Belmont Police Blame Cyclist for Getting in the Way of Driver’s Left Turn
When a 90-year-old driver turned left into the path of a man bicycling on Ralston Avenue, the Belmont Police Department blamed the victim for talking on a cell phone and not wearing a helmet. The department also warned people on bikes against “carrying packages and bags” in its press release.
None of those behaviors are illegal, nor would they have stopped the driver from turning left into the victim’s path — which, by the way, she didn’t receive a citation for.
The crash on Saturday afternoon occurred on Ralston, where city officials refused to include bike lanes and a road diet in a plan for safety improvements last year.
“Cars come first,” Belmont City Council Member Coralin Feierbach declared in 2013. Feierbach acknowledged that “when you ride your bike on Ralston you take your life into your own hands,” but concluded that there is nothing to be done about it.
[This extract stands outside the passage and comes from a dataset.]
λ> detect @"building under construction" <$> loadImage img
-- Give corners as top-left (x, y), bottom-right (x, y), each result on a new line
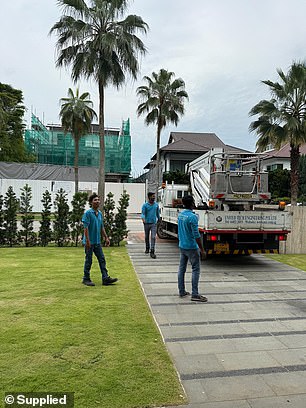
top-left (25, 114), bottom-right (131, 182)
She deemed it “impossible” to reduce speeding, ignoring the evidence that road diets do just that [PDF].
Victims of Belmont’s failure to implement proven safety measures won’t get any help from the local police department, which issued its statement on Monday to “remind cyclists to drive defensively.”
“Talking on a cell phone and other activities,” the BPD statement said, “such as carrying packages and bags can reduce your reaction time to unexpected hazards.” Reckless drivers, for example.
The driver was at least issued a DMV notice of re-examination, according to BPD Captain Patrick Halleran. Elderly drivers in California aren’t required to take a re-exam unless ordered by a police officer, physician, or others.
As of press time, Belmont officials have issued no reminder for drivers to slow down and avoid running over people on bikes.